Im Namen der HOG Beschenowa und ihrem Vorsitzenden Ewald Müller begrüße ich alle Banater Landsleute und ihre Angehörigen und bedanke mich dafür, dass ich bei dieser Feierlichkeit mitgestalten darf.
Auch in diesen besonderen Zeiten möchten wir unserer Toten in der alten und neuen Heimat gedenken. Wir alle haben jemanden in der Heimat verloren oder zurückgelassen. Viele von uns haben das Land, welches wir gewählt haben, als neue Heimat ins Herz geschlossen, ganz nach dem Motto: Heimat ist dort, wo die Familie ist, wo die Freunde sind, die über schwere Zeiten hinweghelfen, gerade in diesen schweren Zeiten sind arm jene ohne Freunde, aber reich jene, die Freunde, Familie und Landsleute haben, mit den gleichen Werten, der gleichen Gesinnung, den gleichen Erinnerungen. In der neuen Heimat wollten wir zuerst materielle Stabilität erreichen, aberje mehr Jahre vergingen, umso mehr gewinnen wir die Erkenntnis, dass die inneren Werte: Freundlichkeit, Sicherheit, Zugewandtheit mehr Bedeutung haben als die materiellen Werte. Deshalb ist es uns so wichtig, dass wir uns hier zusammenfinden und gemeinsam unserer Verstorbenen gedenken. Sie sind nicht vergessen, sie sind uns nur vorausgegangen. Bestimmt kennt ihr auch die Situation, dass man bei einer Familienfeier über die Altvordern spricht, Anekdoten erzählt oder der schweren Zeit gedenkt, die sie in der Russland-Verschleppung oder im Baragan erlebt haben.
Lasst uns eine Schweigeminute einlegen und uns an unsere Verstorbenen erinnern.

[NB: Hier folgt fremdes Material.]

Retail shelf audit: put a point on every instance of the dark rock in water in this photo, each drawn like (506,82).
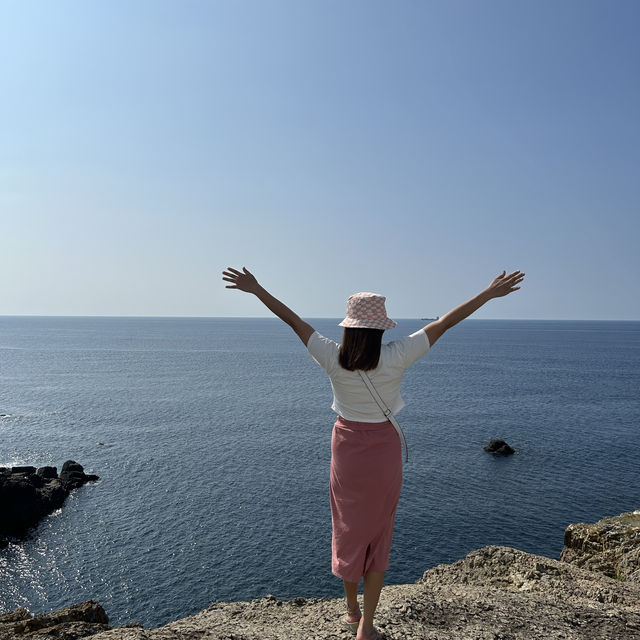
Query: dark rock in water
(77,621)
(48,472)
(499,448)
(26,496)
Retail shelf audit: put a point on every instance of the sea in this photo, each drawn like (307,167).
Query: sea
(211,437)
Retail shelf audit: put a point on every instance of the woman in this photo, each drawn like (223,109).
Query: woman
(366,459)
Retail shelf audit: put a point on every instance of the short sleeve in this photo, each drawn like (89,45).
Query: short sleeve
(323,350)
(410,349)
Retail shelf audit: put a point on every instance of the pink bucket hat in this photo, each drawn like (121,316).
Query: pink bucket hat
(367,311)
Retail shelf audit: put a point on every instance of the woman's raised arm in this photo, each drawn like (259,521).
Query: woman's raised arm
(500,286)
(245,281)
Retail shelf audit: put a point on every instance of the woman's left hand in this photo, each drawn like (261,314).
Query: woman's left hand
(243,280)
(504,284)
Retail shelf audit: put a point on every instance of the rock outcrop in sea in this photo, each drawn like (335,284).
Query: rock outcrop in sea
(494,593)
(499,448)
(28,494)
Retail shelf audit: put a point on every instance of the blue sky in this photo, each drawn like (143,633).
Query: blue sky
(412,148)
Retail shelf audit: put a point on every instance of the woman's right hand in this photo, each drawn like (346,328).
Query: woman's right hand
(504,284)
(243,280)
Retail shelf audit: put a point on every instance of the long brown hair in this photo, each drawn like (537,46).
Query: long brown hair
(360,349)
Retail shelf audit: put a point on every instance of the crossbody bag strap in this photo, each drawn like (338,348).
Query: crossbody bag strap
(385,410)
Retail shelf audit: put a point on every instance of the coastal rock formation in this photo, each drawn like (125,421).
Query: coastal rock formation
(499,448)
(494,593)
(611,545)
(76,621)
(27,495)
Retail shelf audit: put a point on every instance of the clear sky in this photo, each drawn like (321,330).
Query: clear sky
(412,148)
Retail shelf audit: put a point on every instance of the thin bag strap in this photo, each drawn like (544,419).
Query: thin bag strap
(387,412)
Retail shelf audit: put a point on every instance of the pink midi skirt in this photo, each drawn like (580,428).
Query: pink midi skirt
(366,480)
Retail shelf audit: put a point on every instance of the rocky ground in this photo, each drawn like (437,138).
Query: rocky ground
(494,593)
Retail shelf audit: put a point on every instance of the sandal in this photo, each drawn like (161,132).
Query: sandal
(351,620)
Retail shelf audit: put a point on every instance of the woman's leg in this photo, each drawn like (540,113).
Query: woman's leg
(351,591)
(373,581)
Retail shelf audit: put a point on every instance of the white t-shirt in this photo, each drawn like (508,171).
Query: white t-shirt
(351,398)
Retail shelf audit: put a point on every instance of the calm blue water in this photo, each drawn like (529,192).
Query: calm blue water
(216,432)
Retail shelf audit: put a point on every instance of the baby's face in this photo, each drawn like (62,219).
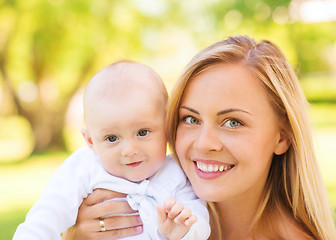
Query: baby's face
(128,134)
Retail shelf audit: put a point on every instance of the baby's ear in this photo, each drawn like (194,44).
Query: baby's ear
(87,137)
(283,143)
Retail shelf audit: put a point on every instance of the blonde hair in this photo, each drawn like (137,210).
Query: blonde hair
(294,183)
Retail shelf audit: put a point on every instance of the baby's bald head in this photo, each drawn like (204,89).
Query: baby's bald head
(122,79)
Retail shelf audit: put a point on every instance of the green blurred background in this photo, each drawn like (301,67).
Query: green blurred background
(49,49)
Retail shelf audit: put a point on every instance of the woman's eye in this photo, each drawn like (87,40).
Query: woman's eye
(112,138)
(191,120)
(143,133)
(232,123)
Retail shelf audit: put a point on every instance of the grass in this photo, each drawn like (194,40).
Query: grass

„Die Zeit bewegt sich in eine Richtung, Erinnerungen in eine andere.“, sagt William Gibson, ein amerikanischer Autor. Wer hätte gedacht, dass sich die Zeit soweit fortbewegt, dass wir alle Zeugen einer Veränderung wurden, die es ermöglichte, dass ein Schwarzwälder junger Mann, Dominic Fritz, Bürgermeister unserer alten Kreisstadt Temeswar wurde. Der Schwarzwald ist das Ursprungsland vieler unserer im 18. Jahrhundert ins Banat ausgewanderten Ahnen. Für mich schließt sich ein Kreis. Die Vorboten durch den deutschstämmigen Präsidenten Rumäniens, Klaus Johannis, haben die Veränderungen angekündigt, doch, dass Europa tatsächlich positiv gelebt werden kann, haben bestimmt viele bezweifelt. Wir hoffen, dass Dominic Fritz der Stadt Temeswar und seinen Bürgern, im Speziellen unseren dort verbliebenen deutschen Landsleuten, Glück und Wohlstand durch Augenmaß und weise Entschlüsse bringt.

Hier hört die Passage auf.